Green was addressing the opening of the inaugural investment summit of venture capital firm Upturn Funds Caribbean at the Barbados Hilton Resort.

The three-day event is designed to attract scores of potential investors from around the globe and more than US$5 billion in investment across a range of sectors.

Green said it was his mission to reorient US foreign policy towards Latin America and the Caribbean and reverse some of the “damages” that were done as a result of America’s “aloofness towards the western hemisphere”, which he said had created a vacuum that was rapidly filled by China and Russia.

He suggested that the Caribbean should look more to the US for major investments, as he accused the two communist nations of being self-serving.

“Unlike the United States, which seeks mutual and beneficial relationships, Russia and China care only about themselves.

“What’s good for the United States is good for the Caribbean and what’s good for the Caribbean is good for the United States.
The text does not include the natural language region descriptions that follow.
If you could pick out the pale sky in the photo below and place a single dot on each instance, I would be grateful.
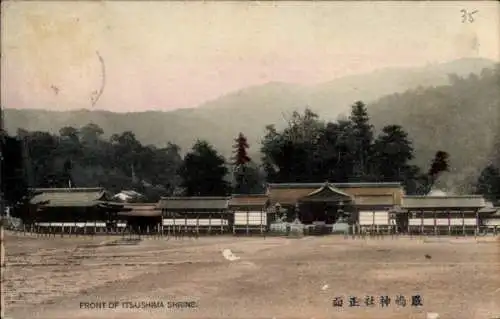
(167, 55)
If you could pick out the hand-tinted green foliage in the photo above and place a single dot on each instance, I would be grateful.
(14, 183)
(203, 172)
(488, 184)
(247, 176)
(83, 158)
(309, 150)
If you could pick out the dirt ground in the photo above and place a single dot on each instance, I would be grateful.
(274, 277)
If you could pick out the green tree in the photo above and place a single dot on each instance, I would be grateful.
(240, 160)
(288, 155)
(362, 132)
(14, 182)
(392, 152)
(439, 165)
(91, 133)
(488, 183)
(203, 172)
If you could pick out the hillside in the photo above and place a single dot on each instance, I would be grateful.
(462, 118)
(451, 112)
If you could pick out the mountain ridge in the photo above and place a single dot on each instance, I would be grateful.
(249, 110)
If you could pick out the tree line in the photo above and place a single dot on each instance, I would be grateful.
(308, 149)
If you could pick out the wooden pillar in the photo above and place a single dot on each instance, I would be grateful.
(173, 226)
(248, 230)
(408, 221)
(209, 224)
(449, 222)
(262, 212)
(463, 223)
(2, 272)
(221, 224)
(435, 223)
(477, 222)
(421, 222)
(197, 223)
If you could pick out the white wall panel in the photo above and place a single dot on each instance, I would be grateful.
(442, 222)
(492, 222)
(82, 224)
(205, 222)
(367, 218)
(250, 218)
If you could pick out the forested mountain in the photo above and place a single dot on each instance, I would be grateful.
(460, 116)
(463, 118)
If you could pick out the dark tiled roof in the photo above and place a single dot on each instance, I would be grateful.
(69, 197)
(374, 200)
(141, 213)
(290, 193)
(327, 190)
(194, 203)
(141, 209)
(467, 201)
(336, 185)
(243, 200)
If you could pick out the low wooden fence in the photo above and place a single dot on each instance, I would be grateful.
(288, 230)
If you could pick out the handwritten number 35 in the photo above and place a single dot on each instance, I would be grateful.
(467, 16)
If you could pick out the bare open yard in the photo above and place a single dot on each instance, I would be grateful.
(275, 277)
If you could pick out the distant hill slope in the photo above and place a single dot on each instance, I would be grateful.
(249, 110)
(462, 118)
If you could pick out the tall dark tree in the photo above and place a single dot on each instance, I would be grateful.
(288, 155)
(14, 182)
(392, 151)
(240, 160)
(439, 165)
(203, 172)
(362, 132)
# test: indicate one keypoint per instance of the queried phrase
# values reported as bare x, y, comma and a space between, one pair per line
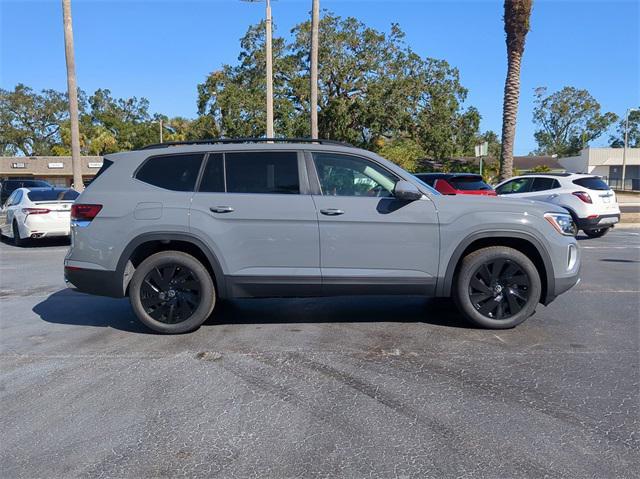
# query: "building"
607, 162
54, 169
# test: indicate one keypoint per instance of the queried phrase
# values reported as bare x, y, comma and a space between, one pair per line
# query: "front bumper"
600, 221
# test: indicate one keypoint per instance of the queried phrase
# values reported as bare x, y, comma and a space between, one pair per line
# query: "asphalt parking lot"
348, 387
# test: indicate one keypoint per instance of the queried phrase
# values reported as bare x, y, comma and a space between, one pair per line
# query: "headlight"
562, 223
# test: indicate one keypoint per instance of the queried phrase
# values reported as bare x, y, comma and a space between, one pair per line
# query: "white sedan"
37, 213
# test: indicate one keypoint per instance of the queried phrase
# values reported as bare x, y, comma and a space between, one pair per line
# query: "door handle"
332, 212
221, 209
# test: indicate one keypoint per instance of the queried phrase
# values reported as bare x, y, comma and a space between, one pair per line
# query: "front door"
253, 210
371, 242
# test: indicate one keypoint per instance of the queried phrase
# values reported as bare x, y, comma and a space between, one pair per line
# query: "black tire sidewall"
208, 293
468, 268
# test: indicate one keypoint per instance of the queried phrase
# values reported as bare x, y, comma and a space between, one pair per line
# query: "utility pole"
315, 19
270, 133
72, 89
626, 139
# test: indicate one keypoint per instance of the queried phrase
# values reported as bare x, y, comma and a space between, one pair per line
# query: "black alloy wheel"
499, 289
171, 293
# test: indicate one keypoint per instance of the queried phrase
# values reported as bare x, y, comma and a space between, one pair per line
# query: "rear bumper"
600, 221
94, 281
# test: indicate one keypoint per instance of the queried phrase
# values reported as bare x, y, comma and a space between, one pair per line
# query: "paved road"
350, 387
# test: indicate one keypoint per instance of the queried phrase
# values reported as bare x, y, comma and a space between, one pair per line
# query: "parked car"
37, 213
589, 200
178, 227
457, 183
9, 186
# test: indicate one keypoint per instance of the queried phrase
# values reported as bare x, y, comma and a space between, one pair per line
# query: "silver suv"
178, 227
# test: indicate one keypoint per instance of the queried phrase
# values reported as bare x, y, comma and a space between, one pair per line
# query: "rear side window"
591, 183
519, 185
468, 183
53, 195
543, 184
105, 164
171, 172
213, 178
262, 172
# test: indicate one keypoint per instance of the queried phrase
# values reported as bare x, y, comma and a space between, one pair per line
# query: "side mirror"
406, 191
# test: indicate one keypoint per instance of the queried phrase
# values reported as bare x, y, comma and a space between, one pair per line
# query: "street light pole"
315, 19
270, 133
72, 90
624, 150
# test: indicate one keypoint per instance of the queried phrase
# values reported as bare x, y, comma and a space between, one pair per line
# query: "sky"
161, 49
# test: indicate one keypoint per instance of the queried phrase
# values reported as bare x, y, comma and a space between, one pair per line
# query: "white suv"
588, 198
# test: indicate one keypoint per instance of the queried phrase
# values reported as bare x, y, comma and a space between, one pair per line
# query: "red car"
457, 183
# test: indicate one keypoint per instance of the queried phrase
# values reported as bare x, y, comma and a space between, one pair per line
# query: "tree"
30, 122
373, 91
568, 120
516, 25
633, 137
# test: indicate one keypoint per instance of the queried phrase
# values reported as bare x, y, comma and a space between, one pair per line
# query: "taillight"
584, 196
84, 212
35, 211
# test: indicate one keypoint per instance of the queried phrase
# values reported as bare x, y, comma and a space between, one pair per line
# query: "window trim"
303, 180
316, 178
149, 158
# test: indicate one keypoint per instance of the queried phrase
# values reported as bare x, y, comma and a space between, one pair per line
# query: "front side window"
344, 175
273, 172
171, 172
519, 185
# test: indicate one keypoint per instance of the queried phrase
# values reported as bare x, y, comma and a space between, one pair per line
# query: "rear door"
371, 242
254, 211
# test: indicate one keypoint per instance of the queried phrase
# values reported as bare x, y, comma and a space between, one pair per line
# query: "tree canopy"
374, 91
568, 120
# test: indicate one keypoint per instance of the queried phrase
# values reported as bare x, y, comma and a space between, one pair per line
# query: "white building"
607, 162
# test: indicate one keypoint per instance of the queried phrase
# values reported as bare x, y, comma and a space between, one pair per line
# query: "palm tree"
516, 26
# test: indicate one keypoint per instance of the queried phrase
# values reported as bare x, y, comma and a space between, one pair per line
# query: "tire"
17, 240
498, 298
172, 292
597, 233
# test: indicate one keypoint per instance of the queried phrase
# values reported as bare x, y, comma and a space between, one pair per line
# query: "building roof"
46, 165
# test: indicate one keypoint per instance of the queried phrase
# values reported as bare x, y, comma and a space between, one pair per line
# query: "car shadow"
73, 308
38, 243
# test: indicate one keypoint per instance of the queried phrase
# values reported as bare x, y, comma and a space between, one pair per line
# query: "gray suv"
179, 227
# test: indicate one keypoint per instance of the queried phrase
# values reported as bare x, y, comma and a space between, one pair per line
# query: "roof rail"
244, 140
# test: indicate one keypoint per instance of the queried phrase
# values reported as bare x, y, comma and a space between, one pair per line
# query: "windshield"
468, 183
54, 194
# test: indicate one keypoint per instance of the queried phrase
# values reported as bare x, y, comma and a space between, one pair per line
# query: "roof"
531, 162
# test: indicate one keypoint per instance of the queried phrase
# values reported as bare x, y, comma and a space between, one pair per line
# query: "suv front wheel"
497, 287
172, 292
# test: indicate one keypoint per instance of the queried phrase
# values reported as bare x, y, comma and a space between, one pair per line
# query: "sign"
482, 149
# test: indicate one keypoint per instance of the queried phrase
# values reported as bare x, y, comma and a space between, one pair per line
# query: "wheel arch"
521, 241
143, 246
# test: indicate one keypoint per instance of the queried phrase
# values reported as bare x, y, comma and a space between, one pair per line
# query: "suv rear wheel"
497, 287
172, 292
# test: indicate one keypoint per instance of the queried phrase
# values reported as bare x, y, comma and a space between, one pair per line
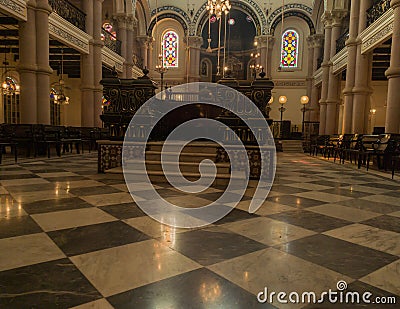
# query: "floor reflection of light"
210, 292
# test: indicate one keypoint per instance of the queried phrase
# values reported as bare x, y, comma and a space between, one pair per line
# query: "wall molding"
17, 8
112, 59
292, 83
378, 32
340, 61
67, 33
318, 76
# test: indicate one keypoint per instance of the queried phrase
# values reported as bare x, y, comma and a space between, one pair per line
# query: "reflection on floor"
71, 237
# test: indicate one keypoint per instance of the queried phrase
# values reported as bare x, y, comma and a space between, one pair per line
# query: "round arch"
166, 16
293, 13
248, 6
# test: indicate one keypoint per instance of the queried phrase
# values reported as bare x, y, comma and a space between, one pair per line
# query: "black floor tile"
310, 220
196, 289
18, 226
341, 256
94, 190
124, 211
55, 284
388, 223
295, 201
55, 205
213, 245
96, 237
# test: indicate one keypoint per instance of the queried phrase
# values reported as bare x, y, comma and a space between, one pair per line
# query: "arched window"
10, 91
290, 49
170, 49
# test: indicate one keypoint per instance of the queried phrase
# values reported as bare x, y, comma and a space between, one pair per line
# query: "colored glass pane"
170, 49
290, 49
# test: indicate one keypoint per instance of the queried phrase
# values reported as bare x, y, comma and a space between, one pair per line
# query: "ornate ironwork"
341, 41
69, 12
319, 62
378, 8
111, 41
137, 61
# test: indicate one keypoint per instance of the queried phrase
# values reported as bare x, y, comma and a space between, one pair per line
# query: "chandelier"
218, 7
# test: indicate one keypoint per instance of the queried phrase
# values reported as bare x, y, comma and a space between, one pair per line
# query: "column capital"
121, 20
194, 41
392, 72
44, 6
337, 17
395, 4
327, 19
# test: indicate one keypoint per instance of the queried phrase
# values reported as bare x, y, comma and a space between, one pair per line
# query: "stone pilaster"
363, 75
316, 52
44, 70
333, 99
351, 45
27, 66
327, 19
392, 124
97, 61
194, 43
87, 75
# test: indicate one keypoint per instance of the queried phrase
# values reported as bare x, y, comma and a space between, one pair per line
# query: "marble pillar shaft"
351, 45
27, 66
97, 62
44, 70
332, 99
325, 76
87, 72
392, 124
363, 75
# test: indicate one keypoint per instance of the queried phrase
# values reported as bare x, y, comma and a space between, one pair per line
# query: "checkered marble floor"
70, 237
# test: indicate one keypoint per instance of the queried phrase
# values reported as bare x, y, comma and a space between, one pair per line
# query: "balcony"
69, 12
341, 41
111, 41
378, 8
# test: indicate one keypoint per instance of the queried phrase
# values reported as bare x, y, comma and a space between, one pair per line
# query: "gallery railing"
341, 41
69, 12
378, 8
111, 41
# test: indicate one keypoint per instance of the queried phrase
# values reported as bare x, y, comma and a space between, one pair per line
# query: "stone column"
351, 45
327, 19
194, 44
122, 34
310, 72
361, 90
269, 56
87, 75
97, 62
263, 46
144, 46
392, 124
27, 66
44, 70
332, 101
314, 107
129, 46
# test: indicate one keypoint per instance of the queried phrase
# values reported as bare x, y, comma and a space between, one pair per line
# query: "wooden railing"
69, 12
341, 41
111, 41
378, 8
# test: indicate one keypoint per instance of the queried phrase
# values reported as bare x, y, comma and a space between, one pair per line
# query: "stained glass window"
290, 49
170, 49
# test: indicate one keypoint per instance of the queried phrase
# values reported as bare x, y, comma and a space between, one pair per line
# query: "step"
183, 156
185, 167
193, 147
159, 177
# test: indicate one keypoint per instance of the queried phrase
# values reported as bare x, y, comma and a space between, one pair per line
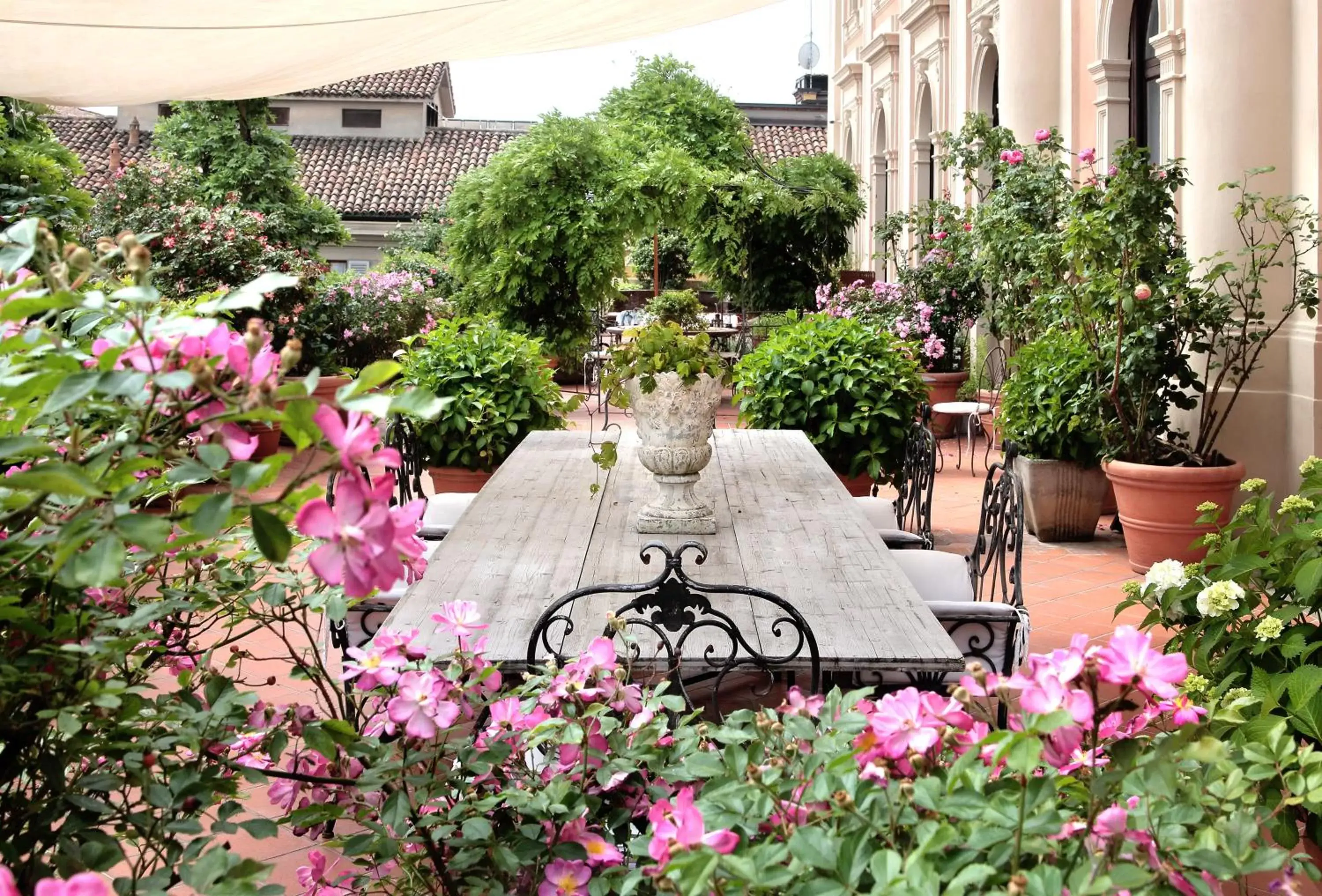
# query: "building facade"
1227, 85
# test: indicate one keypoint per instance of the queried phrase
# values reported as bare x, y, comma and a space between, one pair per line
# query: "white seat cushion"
962, 407
443, 512
880, 512
936, 575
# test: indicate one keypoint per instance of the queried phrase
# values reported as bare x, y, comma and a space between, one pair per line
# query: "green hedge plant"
1051, 406
500, 385
853, 389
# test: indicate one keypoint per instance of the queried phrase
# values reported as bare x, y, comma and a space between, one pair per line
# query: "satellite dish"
810, 56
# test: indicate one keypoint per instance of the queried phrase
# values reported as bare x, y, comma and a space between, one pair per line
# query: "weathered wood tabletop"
784, 524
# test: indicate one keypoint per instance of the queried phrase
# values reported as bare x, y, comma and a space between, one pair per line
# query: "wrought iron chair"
594, 361
691, 637
991, 380
906, 521
979, 599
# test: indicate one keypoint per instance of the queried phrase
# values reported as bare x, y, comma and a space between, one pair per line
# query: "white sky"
751, 59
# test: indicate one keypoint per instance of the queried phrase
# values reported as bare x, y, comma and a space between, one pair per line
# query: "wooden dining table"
784, 524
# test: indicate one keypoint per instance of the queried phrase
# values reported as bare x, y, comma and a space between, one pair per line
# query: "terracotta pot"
458, 479
1062, 500
327, 388
1159, 507
267, 439
944, 388
860, 487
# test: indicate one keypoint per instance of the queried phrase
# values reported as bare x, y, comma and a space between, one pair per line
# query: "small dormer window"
360, 118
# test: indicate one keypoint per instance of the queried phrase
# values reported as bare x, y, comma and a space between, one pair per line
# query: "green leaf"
100, 565
53, 479
815, 848
271, 536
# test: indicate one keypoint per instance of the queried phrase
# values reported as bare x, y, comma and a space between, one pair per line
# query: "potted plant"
673, 382
1053, 411
356, 319
853, 389
936, 296
1148, 316
501, 390
681, 307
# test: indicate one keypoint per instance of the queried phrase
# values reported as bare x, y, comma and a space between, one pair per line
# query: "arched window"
1144, 72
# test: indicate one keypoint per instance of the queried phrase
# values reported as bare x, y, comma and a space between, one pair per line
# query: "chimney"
811, 90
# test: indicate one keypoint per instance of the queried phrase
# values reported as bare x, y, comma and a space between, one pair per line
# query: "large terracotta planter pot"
327, 388
458, 479
944, 388
675, 426
860, 487
1062, 500
1159, 507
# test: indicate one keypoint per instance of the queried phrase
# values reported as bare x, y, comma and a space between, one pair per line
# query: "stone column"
1240, 117
1030, 49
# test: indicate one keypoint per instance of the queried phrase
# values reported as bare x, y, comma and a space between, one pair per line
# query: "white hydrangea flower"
1166, 575
1219, 598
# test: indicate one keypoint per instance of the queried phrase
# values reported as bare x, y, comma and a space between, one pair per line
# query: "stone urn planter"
1159, 505
675, 425
944, 388
1062, 499
458, 479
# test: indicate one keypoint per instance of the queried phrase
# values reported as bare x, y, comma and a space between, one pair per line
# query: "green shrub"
853, 390
1053, 405
680, 307
661, 348
501, 386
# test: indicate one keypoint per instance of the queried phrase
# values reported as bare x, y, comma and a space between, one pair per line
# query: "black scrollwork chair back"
676, 629
979, 599
906, 522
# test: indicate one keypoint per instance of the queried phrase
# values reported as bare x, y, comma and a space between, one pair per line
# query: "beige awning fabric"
125, 52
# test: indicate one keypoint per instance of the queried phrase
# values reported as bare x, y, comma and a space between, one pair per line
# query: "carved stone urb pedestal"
675, 426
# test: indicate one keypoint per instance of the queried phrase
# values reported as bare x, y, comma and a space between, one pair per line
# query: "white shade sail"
125, 52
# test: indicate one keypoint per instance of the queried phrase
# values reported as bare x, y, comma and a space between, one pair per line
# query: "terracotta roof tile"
373, 178
776, 142
420, 82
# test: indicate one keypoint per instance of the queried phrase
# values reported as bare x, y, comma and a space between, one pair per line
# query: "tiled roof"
364, 178
776, 142
375, 178
360, 178
90, 139
420, 82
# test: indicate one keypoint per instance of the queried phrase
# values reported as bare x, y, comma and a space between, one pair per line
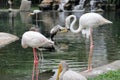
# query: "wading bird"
35, 40
10, 5
35, 12
64, 73
87, 22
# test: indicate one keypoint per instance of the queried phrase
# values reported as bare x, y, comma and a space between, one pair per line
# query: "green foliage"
112, 75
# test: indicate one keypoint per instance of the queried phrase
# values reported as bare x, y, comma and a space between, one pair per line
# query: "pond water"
16, 63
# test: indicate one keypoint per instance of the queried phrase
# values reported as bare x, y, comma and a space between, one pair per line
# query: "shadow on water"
16, 63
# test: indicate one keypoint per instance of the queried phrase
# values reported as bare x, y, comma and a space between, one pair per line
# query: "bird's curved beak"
59, 71
64, 30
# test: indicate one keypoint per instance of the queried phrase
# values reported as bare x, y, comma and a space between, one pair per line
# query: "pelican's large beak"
64, 30
59, 71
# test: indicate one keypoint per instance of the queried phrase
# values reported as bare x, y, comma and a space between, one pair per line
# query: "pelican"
64, 73
35, 40
56, 29
87, 22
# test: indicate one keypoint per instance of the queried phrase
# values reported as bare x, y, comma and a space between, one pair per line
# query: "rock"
6, 38
102, 69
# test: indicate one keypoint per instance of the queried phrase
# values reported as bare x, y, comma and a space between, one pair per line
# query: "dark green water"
16, 63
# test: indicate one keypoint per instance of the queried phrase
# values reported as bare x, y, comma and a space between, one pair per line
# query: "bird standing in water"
64, 73
35, 40
56, 29
87, 22
35, 12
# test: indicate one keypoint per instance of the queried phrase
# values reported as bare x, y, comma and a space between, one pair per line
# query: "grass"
111, 75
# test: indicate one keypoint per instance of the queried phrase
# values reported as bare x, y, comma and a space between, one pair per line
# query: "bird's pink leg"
35, 66
91, 51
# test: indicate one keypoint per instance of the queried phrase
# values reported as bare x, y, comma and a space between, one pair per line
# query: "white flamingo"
87, 22
35, 12
35, 40
64, 73
55, 30
62, 4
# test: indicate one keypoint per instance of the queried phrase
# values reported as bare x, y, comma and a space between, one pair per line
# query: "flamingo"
35, 12
62, 4
64, 73
10, 4
55, 30
35, 40
87, 22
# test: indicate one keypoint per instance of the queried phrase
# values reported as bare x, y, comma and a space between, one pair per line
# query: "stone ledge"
103, 69
6, 38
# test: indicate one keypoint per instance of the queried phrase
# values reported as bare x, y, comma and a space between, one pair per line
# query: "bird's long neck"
72, 24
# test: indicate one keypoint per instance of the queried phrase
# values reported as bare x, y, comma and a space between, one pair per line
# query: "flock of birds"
36, 40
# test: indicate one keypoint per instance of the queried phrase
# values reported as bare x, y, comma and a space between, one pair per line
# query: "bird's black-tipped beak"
64, 30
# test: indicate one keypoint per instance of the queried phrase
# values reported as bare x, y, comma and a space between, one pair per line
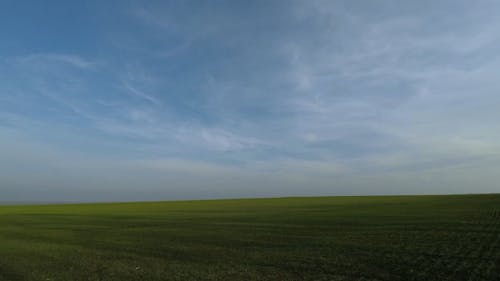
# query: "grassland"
323, 238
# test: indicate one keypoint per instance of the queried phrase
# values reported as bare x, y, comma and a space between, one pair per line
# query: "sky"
164, 100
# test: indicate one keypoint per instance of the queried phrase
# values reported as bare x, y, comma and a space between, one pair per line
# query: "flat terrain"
323, 238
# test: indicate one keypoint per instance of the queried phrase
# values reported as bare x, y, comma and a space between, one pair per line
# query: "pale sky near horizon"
158, 100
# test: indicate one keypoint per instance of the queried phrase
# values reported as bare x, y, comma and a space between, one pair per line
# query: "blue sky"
129, 100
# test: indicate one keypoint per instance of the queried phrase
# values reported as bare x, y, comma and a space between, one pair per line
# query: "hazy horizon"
164, 100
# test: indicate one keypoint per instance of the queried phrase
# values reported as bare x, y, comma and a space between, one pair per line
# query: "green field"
322, 238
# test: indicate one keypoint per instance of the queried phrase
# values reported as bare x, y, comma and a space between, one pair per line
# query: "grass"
321, 238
Unfortunately, for too long, US foreign policy has largely ignored our neighbours in the western hemisphere, particularly the Caribbean, and we have seen the detrimental effects of that detachment – from China’s debt-trap diplomacy to Russia’s extensive disinformation campaigns . . . ,” Green asserted.

He said re-establishing the relationship between the US and the Caribbean was important, but noted that a chronic shortage of human resources at the US State Department has impacted diplomatic relations over the years.

However, the Republican, who represents a district in the state of Tennessee, announced that the US Congress would be pressing ahead with a Western Hemisphere Nearshoring Act that would facilitate major economic and development transformation for the Caribbean while addressing issues relating to migration.

Singling out the area of security in which, he said, his country was already working closely with the Caribbean, Green said other elements of the reorientation within the region include establishing new free trade agreements, harmonising existing agreements, and establishing nearshoring, which he said could result in massive economic growth for Barbados.

“According to estimates by the Inter-American Development Bank, nearshoring could add an annual US$78 billion in additional exports of goods and services in Latin America and the Caribbean in the near to medium term . . . . Such a huge influx of capital from nearshoring would mean massive growth if concentrated in countries like Barbados,” he said.

Explaining nearshoring, Green said it was “basically bringing jobs and industry back to our hemisphere, particularly manufacturing from China, a regime with an egregious human rights abuse system”.

“Nearshoring holds the promise of laying the foundation for new relations between the US and the Caribbean, and with this legislation we can foster stronger commercial ties while enabling the dynamic development of diverse industrial economies and raising the standard of living for people living in poverty,” he said.

“As we face the challenge of bringing back manufacturing to the western hemisphere, the United States must look to empower our neighbours for our mutual benefit and long-term prosperity.”

The US Congressman stressed, though, that having a closer partnership between the US and the region would require Caribbean governments to create a more enabling environment for the private sector to lead economic growth.

“I say this from experience . . . . If governments want to do this we have got to create a business-friendly environment and let the private sector compete and operate without undue burden and restrictions,” he urged.

“This means increasing privatisation, cutting taxes and decreasing unnecessary regulations. It also means welcoming foreign investment, and I hope that will be from the United States . . . . Russia and China do not have our best interest at heart, but America seeks a mutually beneficial partnership where we work together diplomatically, economically and in security partnerships.”